21 Mart 2012 Çarşamba

Sorular ve yaratılamayan cevaplar

Günlerden Nevruz..Baharın mutluluğunu hissetmek istiyorum artık içimde.Yıllar önce o gün/ bugün o kadar mutluyken, bunun sebepleri de mutluluğum kadar kocaman mıydı?Hayır sanmıyorum, mutlu olmaya bahaneler arıyordum ve en güzellerini bulmuştum.

Mutlu olmam için bahaneler arayacak kadar zavallı mıyım peki?Gerçek mutluluk nedenlerinden neden vazgeçtim ben?Küçük gerçek nedenler bile yaratamaz oldum ben.

Yaratamadığım tek şey "küçük gerçek mutluluklar mı acaba?" sadece.İşimde hâla bir şey yaratamama hâlim istikrarla sürmekte, kendime ait bir hayat yaratamamaktayım, en sevdiklerimle geçirebileceğim bir vakit yaratamamaktayım, çok severek parçası olduğum işlere dahil olma fırsatı yaratamamaktayım.Liste uzayıp gider, hayat akıp gider, ben bir parçasıyım bu hayatın öyle ya da böyle, bir o kadar da uzağım bence.

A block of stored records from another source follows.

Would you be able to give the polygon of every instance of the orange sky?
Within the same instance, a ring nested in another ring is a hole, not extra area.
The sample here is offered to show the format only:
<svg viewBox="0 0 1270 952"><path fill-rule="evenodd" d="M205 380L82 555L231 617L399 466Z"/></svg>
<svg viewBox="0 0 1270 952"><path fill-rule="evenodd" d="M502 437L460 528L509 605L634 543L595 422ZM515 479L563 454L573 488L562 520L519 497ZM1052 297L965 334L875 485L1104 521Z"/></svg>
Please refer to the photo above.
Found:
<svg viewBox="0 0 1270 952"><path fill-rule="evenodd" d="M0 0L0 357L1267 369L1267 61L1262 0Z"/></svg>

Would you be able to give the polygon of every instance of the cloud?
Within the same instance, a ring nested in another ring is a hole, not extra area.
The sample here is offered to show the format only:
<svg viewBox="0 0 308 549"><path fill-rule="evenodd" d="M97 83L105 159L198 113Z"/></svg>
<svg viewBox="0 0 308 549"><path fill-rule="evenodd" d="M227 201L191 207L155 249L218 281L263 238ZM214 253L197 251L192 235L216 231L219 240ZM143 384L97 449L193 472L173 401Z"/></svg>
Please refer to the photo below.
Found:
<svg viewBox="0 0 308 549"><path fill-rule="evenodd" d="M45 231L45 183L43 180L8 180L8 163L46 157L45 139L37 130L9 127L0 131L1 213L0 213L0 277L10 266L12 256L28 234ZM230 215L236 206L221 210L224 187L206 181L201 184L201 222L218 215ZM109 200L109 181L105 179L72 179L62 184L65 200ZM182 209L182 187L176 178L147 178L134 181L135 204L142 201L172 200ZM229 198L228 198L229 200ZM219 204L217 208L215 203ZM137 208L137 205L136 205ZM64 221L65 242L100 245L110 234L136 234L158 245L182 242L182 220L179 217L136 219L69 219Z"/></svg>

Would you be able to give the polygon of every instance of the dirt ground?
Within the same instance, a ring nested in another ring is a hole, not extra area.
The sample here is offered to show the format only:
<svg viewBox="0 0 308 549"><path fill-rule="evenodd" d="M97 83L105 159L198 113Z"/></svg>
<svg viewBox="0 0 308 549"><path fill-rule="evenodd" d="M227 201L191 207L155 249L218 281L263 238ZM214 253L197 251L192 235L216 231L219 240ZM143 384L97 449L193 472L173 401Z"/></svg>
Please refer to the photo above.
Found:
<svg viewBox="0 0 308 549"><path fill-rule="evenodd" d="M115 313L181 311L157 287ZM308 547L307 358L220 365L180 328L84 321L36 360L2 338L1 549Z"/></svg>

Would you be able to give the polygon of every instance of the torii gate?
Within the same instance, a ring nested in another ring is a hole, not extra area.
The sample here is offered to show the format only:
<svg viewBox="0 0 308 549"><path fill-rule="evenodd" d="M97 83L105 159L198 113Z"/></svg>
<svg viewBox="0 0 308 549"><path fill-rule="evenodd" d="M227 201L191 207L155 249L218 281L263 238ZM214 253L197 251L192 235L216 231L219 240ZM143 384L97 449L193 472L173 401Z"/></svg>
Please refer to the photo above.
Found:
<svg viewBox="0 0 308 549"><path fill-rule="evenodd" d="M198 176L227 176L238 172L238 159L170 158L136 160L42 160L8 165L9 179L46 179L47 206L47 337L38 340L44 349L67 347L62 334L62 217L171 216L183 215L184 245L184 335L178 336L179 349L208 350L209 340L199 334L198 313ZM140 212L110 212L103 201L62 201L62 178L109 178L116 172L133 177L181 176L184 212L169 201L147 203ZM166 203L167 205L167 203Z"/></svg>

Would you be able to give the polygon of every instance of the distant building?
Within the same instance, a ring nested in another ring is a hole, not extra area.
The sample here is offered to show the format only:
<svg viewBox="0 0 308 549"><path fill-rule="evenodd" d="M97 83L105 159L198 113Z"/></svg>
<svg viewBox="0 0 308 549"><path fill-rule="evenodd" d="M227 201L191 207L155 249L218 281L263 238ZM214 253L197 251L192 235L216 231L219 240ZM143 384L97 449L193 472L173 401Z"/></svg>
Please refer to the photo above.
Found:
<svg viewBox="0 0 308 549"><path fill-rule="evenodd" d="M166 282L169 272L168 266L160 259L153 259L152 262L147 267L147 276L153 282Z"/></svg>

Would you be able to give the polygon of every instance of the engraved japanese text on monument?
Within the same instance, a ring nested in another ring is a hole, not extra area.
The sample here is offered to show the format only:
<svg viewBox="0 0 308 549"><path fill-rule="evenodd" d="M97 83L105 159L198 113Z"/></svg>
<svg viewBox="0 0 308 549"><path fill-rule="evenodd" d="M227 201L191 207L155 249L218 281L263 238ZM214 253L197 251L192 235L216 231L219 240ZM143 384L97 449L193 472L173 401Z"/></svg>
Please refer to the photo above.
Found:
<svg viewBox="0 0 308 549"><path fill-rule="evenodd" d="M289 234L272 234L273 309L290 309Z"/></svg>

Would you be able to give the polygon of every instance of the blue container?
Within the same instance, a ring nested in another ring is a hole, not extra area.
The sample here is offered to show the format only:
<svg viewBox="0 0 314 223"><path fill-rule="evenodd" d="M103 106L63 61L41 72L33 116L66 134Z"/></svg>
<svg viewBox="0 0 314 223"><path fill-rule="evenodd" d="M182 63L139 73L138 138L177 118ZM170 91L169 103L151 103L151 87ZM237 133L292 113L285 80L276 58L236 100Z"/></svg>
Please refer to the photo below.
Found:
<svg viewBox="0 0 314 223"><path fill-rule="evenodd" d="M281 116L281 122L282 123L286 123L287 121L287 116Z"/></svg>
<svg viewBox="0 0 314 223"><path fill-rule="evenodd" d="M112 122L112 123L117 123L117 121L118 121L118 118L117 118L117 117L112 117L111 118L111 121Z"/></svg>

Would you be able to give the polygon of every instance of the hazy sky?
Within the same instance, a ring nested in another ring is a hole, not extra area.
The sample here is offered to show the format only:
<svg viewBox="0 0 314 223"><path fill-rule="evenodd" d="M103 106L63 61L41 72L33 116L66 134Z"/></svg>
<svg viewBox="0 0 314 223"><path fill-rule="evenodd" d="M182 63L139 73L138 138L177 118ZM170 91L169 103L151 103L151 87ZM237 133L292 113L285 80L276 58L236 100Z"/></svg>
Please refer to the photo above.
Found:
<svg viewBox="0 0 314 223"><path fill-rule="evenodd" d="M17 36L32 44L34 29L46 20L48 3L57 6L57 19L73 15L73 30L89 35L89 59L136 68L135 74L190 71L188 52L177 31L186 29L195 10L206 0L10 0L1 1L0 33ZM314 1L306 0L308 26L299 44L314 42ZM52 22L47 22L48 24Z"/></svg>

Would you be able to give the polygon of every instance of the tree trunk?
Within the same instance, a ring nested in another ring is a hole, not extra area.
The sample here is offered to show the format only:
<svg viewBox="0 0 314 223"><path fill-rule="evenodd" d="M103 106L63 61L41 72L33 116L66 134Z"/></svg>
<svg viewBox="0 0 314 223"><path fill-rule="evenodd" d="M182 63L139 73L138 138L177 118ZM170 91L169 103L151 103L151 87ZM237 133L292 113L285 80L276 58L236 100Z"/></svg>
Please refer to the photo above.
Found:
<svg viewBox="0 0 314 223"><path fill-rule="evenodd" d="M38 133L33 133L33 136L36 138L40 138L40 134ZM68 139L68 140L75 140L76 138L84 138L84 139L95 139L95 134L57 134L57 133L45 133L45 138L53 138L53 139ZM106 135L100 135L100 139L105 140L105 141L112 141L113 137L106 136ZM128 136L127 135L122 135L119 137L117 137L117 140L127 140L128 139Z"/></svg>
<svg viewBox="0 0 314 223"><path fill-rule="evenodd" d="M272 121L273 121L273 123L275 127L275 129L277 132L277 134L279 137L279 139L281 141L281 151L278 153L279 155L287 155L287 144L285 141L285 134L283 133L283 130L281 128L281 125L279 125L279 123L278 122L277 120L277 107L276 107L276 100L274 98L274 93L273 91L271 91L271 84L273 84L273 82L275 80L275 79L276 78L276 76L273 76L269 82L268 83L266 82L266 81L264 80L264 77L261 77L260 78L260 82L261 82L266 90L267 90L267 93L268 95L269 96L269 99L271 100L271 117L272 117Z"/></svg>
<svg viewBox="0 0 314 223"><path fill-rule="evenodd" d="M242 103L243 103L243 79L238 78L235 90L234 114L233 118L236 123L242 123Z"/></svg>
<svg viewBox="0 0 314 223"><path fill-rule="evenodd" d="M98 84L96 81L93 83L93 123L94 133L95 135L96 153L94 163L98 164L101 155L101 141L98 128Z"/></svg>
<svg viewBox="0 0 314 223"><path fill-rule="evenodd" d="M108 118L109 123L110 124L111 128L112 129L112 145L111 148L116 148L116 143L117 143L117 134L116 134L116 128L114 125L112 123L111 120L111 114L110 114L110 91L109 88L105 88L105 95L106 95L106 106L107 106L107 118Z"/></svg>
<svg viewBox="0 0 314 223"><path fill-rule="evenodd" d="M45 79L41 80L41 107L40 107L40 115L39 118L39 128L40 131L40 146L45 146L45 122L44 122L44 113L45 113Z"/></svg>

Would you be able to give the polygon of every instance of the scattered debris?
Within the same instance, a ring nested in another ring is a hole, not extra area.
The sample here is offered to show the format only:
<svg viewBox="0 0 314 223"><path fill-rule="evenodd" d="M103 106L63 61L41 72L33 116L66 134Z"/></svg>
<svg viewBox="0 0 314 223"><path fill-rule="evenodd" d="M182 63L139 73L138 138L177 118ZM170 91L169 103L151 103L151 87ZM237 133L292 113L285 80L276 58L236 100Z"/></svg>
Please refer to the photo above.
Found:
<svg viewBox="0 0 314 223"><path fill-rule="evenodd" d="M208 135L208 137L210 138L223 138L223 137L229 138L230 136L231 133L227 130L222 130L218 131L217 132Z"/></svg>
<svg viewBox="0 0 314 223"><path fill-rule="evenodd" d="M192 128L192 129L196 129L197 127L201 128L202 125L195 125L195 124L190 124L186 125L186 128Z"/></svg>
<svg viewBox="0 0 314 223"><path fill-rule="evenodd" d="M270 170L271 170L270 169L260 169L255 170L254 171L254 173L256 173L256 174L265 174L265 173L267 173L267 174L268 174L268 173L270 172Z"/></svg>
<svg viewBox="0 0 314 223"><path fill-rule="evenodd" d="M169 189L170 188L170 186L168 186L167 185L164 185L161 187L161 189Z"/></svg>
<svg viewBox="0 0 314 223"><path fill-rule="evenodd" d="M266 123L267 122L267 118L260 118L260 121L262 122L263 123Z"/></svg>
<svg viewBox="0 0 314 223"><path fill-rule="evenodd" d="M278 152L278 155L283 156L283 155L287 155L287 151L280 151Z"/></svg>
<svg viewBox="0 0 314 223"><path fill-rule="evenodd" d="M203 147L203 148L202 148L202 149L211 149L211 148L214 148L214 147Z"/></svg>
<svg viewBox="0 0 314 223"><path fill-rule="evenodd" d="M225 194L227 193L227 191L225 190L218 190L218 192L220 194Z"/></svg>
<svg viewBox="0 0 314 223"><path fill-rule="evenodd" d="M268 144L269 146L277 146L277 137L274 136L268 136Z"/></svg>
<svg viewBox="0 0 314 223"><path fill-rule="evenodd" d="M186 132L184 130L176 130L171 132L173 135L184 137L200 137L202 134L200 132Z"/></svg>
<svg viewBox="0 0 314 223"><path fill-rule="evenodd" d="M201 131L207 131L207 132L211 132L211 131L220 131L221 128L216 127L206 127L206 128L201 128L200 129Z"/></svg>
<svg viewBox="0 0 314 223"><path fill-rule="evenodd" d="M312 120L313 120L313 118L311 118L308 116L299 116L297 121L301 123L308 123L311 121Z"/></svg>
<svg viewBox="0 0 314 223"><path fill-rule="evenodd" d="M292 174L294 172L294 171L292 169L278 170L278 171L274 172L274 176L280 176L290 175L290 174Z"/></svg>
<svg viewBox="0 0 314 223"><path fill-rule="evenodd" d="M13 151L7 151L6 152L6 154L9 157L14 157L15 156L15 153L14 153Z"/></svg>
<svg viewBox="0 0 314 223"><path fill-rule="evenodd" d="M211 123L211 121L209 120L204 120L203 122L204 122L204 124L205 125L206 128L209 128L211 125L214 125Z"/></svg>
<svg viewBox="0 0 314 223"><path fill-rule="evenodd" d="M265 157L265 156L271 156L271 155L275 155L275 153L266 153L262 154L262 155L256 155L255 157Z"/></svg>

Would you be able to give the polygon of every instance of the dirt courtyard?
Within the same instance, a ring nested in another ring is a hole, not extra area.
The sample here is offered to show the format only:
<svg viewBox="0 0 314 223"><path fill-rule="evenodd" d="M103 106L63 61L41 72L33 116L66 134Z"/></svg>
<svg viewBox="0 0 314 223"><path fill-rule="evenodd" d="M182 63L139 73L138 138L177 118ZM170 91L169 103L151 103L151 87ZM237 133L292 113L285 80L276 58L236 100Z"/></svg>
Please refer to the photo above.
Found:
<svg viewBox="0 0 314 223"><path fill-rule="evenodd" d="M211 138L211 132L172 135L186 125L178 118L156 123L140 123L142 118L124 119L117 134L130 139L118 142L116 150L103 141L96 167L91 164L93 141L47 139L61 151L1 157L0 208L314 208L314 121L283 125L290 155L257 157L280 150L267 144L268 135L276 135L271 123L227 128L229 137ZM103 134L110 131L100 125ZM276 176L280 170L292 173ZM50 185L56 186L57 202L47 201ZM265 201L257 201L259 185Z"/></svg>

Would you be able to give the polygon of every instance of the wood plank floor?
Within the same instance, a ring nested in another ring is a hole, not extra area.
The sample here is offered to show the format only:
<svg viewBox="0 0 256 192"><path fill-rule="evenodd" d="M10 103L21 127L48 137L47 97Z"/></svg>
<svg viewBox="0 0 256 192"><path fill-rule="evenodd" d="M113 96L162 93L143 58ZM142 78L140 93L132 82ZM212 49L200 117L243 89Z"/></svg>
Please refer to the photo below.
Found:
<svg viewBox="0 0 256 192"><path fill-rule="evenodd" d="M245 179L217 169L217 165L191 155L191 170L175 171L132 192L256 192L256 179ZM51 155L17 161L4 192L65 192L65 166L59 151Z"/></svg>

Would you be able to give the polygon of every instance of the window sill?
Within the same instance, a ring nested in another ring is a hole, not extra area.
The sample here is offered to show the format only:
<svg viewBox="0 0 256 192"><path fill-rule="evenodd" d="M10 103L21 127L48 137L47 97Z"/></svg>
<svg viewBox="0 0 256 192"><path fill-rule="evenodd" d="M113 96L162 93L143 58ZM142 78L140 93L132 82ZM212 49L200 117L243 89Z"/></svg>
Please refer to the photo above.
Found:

Sorularım artıyor gün geçtikçe, mesafem artıyor hayata sorular geldikçe.

Soru soran insan akıllı insan belki kabuli ama doğru soruyu sorabilmekte işin  mahareti.Sorular bu kadar anlamsızken bulamadığım ya da bulduğum cevaplar da boğulmak niye?Hem de yıllardır bu böyle.Güzel zamanlarımı böylesine mahvetmek neden,al sana bir soru daha!

Sarhoş hallerimi çok seviyorum.Soruları kafamdan attığım nadir anlar onlar.Düşünmeden davranıyorum, o halde kendimi mutlu da edebiliyorum.Beynimin uyuşmasına, düşüncelerimin kaybolmasına, aklımın dinginleşmesine, biraz keyiflenmeye ihtiyacım var.